In MEL Magazine, merritt k has an interview with Jeff, a 30-year-old man from Indiana who’s volunteered as a Planned Parenthood clinic escort for almost a decade. Patients trying to access healthcare services at Planned Parenthood clinics are often forced to make their way through a vocal gauntlet of anti-choice protestors; escorts serve as both a physical and emotional buffer. And as Jeff notes, male escorts are particularly good at redirecting protestor ire.

They prefer to yell at dude escorts, which I guess is the best case scenario for everybody — they get it out on us. What you learn quickly is that they don’t have a lot of space for women’s agency in all the ways you’d expect. Like, when they yell stuff at me, it’s particularly targeted at how “men are supposed to protect women.” The idea that women have choices isn’t involved at all. Certainly that’s the case with patient guests too. Like if you’re a girl coming in with her boyfriend, they’ll usually target him and tell him that it’s his job to be a father. You see that kind of erasure of agency happening in real time in ways that are both strange and instructive.

But it’s not all helping patients avoid the negative — Jeff is also able to offer some emotional labor to women who might have other sources of support.
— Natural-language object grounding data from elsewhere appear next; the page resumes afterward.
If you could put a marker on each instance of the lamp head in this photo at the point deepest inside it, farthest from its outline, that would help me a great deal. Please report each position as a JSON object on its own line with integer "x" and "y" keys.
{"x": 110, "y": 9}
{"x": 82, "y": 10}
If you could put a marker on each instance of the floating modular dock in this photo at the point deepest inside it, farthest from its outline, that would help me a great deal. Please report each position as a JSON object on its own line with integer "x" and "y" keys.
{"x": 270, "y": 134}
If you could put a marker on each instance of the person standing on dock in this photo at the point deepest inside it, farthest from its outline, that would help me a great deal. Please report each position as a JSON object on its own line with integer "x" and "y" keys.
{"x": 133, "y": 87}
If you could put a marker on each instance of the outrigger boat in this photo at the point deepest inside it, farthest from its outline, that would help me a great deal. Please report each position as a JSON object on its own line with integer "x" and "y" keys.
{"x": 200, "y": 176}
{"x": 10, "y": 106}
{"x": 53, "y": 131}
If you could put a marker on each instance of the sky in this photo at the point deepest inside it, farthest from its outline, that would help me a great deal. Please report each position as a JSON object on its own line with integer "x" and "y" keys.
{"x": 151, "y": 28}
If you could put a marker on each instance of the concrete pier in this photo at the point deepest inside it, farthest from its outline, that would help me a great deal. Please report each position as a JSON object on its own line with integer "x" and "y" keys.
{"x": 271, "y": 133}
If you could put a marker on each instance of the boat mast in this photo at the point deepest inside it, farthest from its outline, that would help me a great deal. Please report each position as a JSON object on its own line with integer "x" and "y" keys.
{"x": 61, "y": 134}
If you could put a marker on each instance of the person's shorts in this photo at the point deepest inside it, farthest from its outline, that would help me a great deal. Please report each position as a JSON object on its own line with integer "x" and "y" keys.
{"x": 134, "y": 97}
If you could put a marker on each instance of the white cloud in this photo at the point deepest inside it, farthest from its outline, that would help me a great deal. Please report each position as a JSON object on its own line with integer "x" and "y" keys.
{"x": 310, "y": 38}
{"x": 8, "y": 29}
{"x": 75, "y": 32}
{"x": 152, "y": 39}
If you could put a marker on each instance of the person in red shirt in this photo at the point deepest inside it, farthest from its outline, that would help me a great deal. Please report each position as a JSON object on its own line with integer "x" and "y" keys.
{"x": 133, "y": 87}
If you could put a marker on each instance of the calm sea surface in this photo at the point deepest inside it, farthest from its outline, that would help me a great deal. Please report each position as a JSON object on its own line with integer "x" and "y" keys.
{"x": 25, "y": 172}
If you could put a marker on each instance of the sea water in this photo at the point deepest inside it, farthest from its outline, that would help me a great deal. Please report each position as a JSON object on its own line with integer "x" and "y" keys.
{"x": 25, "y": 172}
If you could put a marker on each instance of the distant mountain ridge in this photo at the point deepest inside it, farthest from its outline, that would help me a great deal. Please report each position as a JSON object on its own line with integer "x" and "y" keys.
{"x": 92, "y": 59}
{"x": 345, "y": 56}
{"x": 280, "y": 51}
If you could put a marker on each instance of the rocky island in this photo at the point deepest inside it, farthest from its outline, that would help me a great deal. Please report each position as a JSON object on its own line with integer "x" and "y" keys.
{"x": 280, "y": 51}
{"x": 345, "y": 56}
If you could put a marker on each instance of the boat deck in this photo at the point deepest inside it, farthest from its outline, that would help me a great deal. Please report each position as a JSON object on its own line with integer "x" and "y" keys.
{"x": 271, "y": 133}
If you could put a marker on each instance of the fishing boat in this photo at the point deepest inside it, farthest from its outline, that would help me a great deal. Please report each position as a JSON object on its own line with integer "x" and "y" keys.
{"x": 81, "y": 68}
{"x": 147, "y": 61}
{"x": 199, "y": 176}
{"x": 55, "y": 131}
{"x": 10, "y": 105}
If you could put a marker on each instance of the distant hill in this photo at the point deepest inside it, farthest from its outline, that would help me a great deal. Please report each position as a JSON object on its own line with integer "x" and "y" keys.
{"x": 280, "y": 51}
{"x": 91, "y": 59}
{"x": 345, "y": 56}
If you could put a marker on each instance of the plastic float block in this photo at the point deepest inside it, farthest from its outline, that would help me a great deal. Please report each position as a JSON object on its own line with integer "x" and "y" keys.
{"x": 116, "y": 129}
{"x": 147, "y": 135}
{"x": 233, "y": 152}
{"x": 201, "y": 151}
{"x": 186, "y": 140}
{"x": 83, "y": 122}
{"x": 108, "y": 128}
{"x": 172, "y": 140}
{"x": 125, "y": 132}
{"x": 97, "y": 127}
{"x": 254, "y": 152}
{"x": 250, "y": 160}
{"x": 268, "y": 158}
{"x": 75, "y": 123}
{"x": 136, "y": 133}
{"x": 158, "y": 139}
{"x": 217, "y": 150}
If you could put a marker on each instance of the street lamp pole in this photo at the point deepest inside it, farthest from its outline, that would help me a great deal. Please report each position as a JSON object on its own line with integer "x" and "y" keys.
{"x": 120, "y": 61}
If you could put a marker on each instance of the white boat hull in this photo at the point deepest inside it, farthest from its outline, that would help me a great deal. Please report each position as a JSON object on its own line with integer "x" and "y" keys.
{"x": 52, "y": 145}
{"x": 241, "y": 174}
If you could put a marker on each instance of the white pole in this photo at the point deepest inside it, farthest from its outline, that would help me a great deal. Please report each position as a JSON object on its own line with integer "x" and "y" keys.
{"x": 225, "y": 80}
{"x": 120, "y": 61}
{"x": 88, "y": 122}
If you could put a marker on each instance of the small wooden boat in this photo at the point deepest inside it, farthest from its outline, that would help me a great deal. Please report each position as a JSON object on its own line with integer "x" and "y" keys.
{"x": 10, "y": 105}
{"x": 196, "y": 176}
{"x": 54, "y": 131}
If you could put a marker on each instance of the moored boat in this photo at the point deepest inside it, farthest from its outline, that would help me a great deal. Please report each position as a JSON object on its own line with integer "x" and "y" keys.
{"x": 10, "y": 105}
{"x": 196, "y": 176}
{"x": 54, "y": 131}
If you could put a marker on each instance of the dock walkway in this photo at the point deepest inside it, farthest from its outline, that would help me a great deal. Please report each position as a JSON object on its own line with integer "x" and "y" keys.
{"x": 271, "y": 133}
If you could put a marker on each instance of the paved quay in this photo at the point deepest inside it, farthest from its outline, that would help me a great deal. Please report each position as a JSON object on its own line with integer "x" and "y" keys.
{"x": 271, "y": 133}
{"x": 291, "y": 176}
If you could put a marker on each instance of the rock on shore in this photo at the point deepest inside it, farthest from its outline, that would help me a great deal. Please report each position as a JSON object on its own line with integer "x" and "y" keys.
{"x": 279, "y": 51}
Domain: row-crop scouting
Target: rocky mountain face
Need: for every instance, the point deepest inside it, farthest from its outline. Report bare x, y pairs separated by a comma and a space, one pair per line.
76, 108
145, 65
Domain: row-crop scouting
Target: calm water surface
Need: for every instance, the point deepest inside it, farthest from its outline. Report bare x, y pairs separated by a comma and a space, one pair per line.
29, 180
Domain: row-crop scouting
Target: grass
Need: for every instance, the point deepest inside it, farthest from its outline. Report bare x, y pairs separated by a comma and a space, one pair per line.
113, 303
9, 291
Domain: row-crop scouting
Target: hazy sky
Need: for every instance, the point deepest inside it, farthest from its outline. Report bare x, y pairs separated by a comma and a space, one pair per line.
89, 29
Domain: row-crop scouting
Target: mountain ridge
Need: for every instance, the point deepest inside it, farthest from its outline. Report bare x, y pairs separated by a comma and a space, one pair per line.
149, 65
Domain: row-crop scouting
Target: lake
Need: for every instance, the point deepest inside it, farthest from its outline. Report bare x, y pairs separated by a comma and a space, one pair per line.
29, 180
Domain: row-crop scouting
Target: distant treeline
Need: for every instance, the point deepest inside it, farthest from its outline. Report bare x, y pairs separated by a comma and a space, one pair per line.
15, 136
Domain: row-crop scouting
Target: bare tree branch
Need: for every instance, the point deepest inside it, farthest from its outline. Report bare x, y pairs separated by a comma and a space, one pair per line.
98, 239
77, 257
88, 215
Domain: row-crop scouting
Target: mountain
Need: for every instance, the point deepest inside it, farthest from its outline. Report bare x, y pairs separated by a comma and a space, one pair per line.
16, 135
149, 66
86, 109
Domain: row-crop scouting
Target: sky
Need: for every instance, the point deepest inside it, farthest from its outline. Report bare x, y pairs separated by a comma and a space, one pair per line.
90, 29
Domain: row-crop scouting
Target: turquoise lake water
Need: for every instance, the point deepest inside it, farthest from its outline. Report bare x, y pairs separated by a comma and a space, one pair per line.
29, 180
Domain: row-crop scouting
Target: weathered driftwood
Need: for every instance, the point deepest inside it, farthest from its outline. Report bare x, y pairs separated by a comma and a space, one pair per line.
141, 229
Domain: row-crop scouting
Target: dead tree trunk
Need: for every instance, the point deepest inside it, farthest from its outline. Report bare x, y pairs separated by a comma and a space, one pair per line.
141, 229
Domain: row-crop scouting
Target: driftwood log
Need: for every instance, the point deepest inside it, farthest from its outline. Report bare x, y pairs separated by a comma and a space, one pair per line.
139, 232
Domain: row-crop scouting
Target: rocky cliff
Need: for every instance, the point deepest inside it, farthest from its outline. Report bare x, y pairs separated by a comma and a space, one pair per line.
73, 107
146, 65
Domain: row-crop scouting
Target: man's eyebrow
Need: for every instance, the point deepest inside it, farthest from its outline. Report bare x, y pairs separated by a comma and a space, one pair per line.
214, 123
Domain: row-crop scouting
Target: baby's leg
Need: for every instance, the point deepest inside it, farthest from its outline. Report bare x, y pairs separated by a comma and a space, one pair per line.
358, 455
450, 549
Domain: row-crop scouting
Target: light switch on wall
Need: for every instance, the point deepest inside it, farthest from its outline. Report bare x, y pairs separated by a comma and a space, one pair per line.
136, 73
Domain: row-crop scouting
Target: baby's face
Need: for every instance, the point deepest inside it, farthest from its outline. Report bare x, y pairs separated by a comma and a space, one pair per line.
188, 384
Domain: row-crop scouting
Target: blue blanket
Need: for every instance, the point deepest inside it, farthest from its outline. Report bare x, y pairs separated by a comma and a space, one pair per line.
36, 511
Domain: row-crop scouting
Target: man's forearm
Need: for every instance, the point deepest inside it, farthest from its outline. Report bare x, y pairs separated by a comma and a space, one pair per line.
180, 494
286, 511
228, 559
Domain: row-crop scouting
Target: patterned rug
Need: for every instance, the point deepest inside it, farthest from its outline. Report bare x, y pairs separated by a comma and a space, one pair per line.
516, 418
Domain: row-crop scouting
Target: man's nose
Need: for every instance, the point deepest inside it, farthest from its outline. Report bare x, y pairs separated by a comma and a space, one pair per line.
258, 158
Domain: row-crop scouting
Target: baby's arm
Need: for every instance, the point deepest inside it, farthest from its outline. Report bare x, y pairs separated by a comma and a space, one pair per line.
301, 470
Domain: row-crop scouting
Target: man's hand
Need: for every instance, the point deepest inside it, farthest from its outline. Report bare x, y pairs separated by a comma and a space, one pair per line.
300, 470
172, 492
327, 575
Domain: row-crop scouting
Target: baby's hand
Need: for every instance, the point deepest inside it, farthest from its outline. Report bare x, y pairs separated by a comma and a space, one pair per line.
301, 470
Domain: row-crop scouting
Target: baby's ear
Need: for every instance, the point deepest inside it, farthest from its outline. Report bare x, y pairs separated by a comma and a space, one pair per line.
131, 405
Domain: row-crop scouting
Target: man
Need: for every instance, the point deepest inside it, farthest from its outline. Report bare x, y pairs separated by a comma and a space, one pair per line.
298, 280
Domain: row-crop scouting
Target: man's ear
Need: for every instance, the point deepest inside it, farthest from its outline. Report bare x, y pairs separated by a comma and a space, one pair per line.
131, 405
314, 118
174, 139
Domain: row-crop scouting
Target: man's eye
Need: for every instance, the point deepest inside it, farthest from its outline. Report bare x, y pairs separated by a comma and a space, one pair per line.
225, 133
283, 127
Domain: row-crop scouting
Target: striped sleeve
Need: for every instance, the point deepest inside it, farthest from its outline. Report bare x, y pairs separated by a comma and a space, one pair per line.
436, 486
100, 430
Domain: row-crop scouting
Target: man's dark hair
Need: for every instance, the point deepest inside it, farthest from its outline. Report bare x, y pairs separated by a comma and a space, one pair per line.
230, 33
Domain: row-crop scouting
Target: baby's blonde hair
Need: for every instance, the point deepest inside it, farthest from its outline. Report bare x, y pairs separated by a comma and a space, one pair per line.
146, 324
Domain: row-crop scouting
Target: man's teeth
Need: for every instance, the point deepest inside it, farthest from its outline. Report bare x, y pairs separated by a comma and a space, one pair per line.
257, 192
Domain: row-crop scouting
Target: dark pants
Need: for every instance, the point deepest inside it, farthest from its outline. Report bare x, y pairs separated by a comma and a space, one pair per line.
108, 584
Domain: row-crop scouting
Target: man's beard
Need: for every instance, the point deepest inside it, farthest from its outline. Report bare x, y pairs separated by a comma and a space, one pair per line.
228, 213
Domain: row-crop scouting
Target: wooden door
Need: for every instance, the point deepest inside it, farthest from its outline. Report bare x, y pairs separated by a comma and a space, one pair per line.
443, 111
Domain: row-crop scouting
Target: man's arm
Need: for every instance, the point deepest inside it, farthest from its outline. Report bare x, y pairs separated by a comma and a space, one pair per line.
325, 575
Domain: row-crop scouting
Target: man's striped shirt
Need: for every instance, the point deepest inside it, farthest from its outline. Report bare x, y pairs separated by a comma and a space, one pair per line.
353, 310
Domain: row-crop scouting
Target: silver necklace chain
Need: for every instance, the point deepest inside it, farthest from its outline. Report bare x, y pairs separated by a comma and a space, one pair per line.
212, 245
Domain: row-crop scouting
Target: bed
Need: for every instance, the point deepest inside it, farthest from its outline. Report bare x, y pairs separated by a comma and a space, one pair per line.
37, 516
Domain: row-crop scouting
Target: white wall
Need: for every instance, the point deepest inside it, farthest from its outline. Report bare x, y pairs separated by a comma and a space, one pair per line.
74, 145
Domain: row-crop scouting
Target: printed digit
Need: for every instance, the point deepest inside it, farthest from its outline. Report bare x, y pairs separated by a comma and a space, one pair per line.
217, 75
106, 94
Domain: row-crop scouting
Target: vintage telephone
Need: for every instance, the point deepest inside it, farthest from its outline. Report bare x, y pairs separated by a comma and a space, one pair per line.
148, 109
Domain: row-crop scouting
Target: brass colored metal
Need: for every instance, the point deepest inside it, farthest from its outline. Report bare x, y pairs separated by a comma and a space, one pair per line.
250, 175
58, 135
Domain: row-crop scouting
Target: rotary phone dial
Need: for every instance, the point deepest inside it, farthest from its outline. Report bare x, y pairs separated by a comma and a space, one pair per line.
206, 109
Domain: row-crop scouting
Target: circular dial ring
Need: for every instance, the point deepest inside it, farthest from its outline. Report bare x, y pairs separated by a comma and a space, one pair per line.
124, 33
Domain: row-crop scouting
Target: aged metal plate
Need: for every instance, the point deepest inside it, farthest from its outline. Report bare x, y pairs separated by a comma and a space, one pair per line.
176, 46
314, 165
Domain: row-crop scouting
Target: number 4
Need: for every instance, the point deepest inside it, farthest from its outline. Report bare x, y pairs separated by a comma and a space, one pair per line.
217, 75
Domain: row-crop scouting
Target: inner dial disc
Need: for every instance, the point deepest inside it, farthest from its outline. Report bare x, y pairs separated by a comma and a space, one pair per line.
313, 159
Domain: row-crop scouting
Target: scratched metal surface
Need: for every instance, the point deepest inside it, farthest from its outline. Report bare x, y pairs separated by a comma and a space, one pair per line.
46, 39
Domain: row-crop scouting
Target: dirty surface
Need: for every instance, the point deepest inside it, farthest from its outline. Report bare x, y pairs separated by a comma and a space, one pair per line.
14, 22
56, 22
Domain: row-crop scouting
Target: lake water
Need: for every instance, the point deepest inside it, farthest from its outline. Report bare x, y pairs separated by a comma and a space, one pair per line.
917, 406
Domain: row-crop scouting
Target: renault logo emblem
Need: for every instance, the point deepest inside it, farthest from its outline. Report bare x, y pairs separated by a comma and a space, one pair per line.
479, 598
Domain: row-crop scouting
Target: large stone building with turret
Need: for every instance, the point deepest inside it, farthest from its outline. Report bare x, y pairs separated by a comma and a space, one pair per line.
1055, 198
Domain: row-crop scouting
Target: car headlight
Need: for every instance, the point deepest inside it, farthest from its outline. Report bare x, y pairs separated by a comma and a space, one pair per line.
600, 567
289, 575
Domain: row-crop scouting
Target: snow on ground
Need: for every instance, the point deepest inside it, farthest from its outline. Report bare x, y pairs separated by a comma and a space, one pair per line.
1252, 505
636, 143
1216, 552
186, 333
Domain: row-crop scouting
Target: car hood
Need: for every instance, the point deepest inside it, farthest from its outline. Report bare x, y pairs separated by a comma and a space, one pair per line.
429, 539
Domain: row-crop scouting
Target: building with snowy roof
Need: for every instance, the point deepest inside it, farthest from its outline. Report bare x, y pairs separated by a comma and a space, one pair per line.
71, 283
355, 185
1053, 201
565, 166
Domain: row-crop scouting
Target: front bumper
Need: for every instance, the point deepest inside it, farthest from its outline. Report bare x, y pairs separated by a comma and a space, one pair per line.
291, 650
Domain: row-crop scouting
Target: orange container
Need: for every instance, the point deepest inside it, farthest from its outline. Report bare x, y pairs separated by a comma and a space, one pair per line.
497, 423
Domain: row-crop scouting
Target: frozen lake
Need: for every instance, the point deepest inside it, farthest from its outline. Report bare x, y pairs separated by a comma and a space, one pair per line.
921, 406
But the other side of clinic escorting that I really like comes from interacting with patients or their guests. It’s just a hard day for some people, and sometimes people just want to go outside and smoke a cigarette and shoot the shit with somebody. There are times when people will disclose to you things about their lives or situations that are heavy and hard, but are born of that beautiful interaction you can have with someone where you know you’re probably never going to see them again. There’s an honesty that comes out of it that’s really cool. What you learn after a while is that on a day like that, people just need someone to vent to. Because all of this stuff has been so stigmatized that a lot of them don’t have people who aren’t going to judge them.